Entreprendre seul ou en franchise : que choisir ?

Créer en réseau offre plusieurs avantages à l’entrepreneur en panne d’idées. Mais aussi des contraintes.

Chaque année, près de 4 000 aspirants chefs d'entreprise décident de s'adosser à un réseau pour créer leur boîte. Une solution qu'ils ont donc préférée à l'entrepreneuriat en solo, et qui comporte plusieurs enjeux.

Une sécurité a priori

Lorsqu'un porteur de projet signe un contrat d'affiliation à une enseigne, celle-ci s'engage à fournir plusieurs prestations pour aider le franchisé à démarrer et développer son activité. A commencer par un concept clé en main dont les tenants et aboutissants sont transmis dans les moindres détails au nouvel entrepreneur. Un manuel opératoire détaillé – dans certains réseaux, ce document peut dépasser les 500 pages – est remis au franchisé et mis à jour régulièrement, selon les évolutions du concept.

Une formation initiale et continue est également dispensée, d'une durée plus ou moins longue, permettant au franchisé d'acquérir toutes les compétences et le savoir-faire spécifique de l'enseigne, afin de dupliquer son succès. L'équipe de développement apporte aussi son soutien et doit se rendre disponible pour répondre aux questions du franchisé, qu'elles soient techniques, commerciales, juridiques ou autres.

Le chef d'entreprise, bien qu'indépendant juridiquement, est donc accompagné par le réseau tout au long de la durée de vie de son contrat. Il peut également échanger des astuces et bonnes pratiques avec les autres franchisés de l'enseigne lors d'événements comme la convention nationale ou les réunions régionales, organisés plusieurs fois par an.

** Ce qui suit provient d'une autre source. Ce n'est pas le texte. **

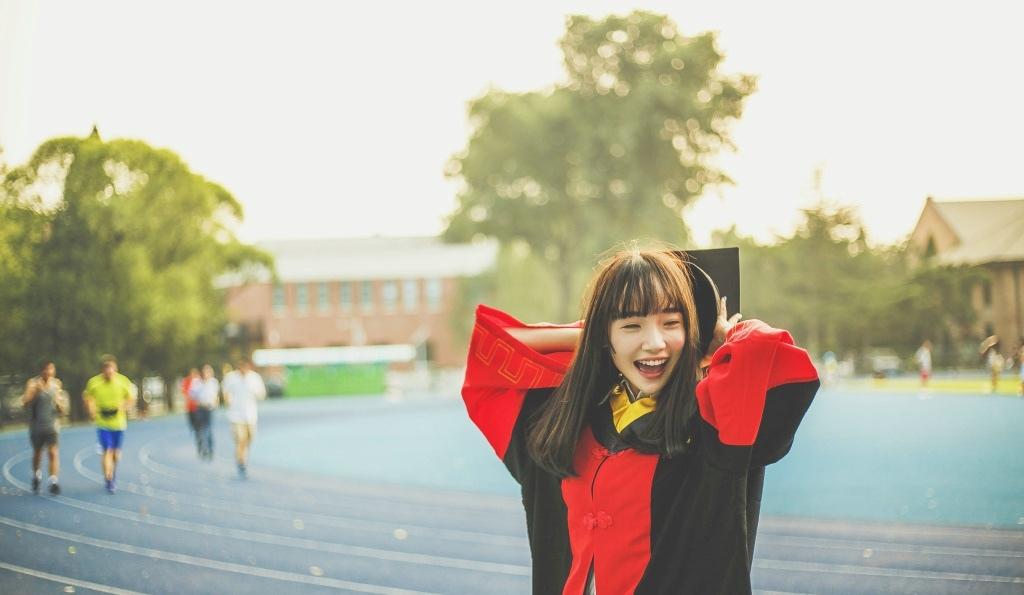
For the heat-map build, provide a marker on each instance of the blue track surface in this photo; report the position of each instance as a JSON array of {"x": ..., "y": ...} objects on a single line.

En sus de ces avantages, le franchisé décide souvent de rejoindre un réseau pour bénéficier de la notoriété de la marque. Pour se lancer dans la restauration rapide, ouvrir un McDonald's ou un Burger King est un atout concurrentiel fort qui attirera une clientèle de base et fidèle sans fournir le moindre effort.

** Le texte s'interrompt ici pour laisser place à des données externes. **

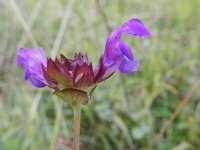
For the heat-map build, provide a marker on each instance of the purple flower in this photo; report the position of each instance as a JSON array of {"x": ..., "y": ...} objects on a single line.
[
  {"x": 32, "y": 60},
  {"x": 117, "y": 55},
  {"x": 76, "y": 78}
]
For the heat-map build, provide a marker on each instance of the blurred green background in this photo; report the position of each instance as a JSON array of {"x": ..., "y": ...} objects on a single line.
[{"x": 126, "y": 111}]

Devenir franchisé permet dont de démarrer plus rapidement son activité, de générer un chiffre d'affaires a priori plus vite grâce à une notoriété établie et reconnue et de s'appuyer si besoin sur les conseils de la tête de réseau, censée accompagner l'entrepreneur.

Des répercussions financières

Bien évidemment, tout ceci a un coût. Pour avoir le droit d'utiliser le nom de l'enseigne et de dupliquer son modèle, le franchisé doit avant tout s'acquitter d'un droit d'entrée plus ou moins élevé selon les services et les points forts apportés par la marque – une enseigne très connue comme Starbucks est plus légitime à exiger un droit d'entrée élevé qu'un réseau qui vient de se lancer. En général, ce montant oscille entre 10 000 et 40 000 euros, mais peut aller au-delà. Cette somme forfaitaire est versée en début de contrat, avant de démarrer l'activité.

S'ajoutent ensuite des versements réguliers censés rémunérer les services apportés par l'enseigne – communication nationale, accompagnement d'un animateur réseau, création de nouveaux outils, etc. Il s'agit des redevances, calculées généralement en pourcentage du chiffre d'affaires réalisé par le franchisé. Celles-ci représentent en moyenne entre 5 et 7% du CA. Une somme importante, prélevée tous les mois sur le montant total des ventes et non sur le bénéfice, que le franchisé doit avoir à l'esprit avant de s'engager avec une enseigne, et incorporer dans son business model.

Pour se décider à entreprendre seul ou en réseau, le porteur de projet doit donc mesurer l'impact financier de son choix et se demander s'il est fait pour devenir franchisé – car cela implique notamment d'accepter les règles de l'enseigne. S'il n'a pas d'idée de business ni d'expérience dans l'entrepreneuriat, cette alternative reste l'une des plus attractives.